Higher education notebook

ASU movie festival features Cash film

Arkansas State University will open its annual Delta Symposium and Delta Flix Film and Media Festival on April 8.

The four-day symposium will kick off at noon April 8 with student films and media presentations in the auditorium of the Carl R. Reng Student Union. This year’s theme is “The South Goes to the Movies,” and the festival will showcase works related to Arkansas’ history and culture, according to a news release.

On that Thursday, documentary filmmaker Beth Harrington will talk about her documentary about singer Johnny Cash and the Carter family, called The Winding Stream — The Carters, The Cashes and The Course of Country Music. Harrington, the keynote speaker, will discuss the film at 2:30 p.m. on April 9 in the student union auditorium.

A complete schedule of the festival is available online at tinyurl.com/ASUfestival.

UALR service unit granted $200,000

A community service unit of the University of Arkansas at Little Rock has received a $200,000 grant from the state.

MidSOUTH, an arm of UALR’s School of Social Work, received the grant from the state Department of Human Services.

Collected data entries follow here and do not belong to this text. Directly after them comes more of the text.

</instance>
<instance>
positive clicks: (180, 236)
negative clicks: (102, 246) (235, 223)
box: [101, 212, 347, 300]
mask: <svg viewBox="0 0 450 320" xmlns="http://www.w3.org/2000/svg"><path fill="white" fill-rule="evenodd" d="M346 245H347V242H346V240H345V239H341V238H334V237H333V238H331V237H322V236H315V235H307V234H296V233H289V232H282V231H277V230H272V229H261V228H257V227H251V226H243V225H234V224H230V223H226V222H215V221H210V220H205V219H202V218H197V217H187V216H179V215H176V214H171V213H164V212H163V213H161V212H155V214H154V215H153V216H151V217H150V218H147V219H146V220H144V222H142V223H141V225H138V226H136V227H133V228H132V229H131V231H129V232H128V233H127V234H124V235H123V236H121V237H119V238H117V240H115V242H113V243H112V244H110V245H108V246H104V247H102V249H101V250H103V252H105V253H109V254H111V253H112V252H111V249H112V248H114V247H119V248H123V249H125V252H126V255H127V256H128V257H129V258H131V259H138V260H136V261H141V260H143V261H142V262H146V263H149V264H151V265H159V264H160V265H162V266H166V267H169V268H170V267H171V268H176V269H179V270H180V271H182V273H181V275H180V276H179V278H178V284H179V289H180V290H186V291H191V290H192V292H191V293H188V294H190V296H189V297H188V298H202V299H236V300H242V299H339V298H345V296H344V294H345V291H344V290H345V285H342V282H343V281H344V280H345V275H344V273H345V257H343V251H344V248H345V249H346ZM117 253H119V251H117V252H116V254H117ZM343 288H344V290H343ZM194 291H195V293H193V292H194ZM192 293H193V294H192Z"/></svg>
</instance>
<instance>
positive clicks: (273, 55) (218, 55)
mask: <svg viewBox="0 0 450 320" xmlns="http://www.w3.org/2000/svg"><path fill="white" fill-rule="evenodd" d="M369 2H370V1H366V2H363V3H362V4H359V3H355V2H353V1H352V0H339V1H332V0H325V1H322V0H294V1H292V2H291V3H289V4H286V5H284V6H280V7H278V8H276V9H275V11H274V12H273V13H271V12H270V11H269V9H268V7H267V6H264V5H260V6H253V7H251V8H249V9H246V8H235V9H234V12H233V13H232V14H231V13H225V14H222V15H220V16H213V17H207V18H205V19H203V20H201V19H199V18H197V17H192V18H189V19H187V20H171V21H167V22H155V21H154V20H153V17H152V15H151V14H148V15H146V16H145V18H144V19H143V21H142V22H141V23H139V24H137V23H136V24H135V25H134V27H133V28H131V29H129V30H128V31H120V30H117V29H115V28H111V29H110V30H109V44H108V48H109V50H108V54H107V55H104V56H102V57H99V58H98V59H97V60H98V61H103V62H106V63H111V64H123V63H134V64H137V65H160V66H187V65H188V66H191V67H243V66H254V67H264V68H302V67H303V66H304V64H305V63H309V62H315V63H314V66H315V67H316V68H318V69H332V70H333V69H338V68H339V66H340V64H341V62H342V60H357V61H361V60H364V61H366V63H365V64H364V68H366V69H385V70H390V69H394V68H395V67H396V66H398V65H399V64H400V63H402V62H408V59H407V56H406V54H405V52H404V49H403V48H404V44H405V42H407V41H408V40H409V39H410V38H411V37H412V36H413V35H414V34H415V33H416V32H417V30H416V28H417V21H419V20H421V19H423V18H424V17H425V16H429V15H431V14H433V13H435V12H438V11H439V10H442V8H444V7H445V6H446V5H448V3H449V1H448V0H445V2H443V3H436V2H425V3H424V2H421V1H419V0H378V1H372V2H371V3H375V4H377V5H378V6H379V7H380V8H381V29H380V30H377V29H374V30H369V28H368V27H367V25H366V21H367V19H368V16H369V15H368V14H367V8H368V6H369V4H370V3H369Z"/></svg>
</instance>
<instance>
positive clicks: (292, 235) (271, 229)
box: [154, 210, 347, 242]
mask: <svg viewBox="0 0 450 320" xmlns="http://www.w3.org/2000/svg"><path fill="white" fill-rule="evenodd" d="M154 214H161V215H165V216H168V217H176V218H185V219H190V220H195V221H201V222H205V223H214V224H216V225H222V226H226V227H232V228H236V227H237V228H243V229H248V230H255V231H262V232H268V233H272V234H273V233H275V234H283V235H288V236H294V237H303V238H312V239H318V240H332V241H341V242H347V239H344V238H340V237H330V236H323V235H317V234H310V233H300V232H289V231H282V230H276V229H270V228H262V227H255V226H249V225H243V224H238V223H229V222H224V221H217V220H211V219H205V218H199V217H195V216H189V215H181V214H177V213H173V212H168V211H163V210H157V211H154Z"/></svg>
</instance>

It will help MidSOUTH’s clinicians respond to the behavioral needs of children, youths and their families, according to a news release.

The funding began March 2 and will run through June 30.

The unit provides families with education and training in areas of addiction, child welfare, technology, distance learning and organizational development.

Girls STEM event set with HSU grant

Henderson State University will use a grant it recently acquired to host a girls leadership conference, promoting science, technology, engineering and math careers.

The university’s STEM Center received more than $12,000 in grants from the state Department of Higher Education, The Common Sense of the Common Core and the Arkansas STEM Coalition. The Higher Education Department and Common Core group gave a $7,708 grant, allowing for a summer institute to help sixth- through eighth-grade teachers create units for topics that include proportional reasoning and sampling and statistics.

Teachers who attend will receive $350 in equipment for their classrooms and can earn graduate credit, the center’s director, Betty Ramsey, said in a news release.

The rest of the grant — $4,605 — will go to the girls conference, which targets high school sophomores and seniors, along with college freshmen and sophomores. During the conference, students will attend four interactive workshops led by women working in STEM fields, the news release says.

Firm endows ASU scholarship fund

A manufacturing company in northeast Arkansas has committed $200,000 to Arkansas State University for an endowment.

Hytrol Conveyor Company Inc. started the endowment fund, which will be used for scholarships for engineering majors, according to a news release. The Jonesboro-based company, which employs more than 830 workers, designs and manufactures conveyor systems and controls.

The fund will provide a full-tuition scholarship annually to a mechanical or electrical engineering major.

Chris Glenn, the company’s vice president of manufacturing and engineering operations, said the business wanted to invest in its future, along with the university and its students’ futures.

“Over half of our engineers are Arkansas State graduates,” he said.

The scholarship is in line with the university’s goal to increase the number of engineering majors by 25 percent during the next decade to help meet demand from area employers.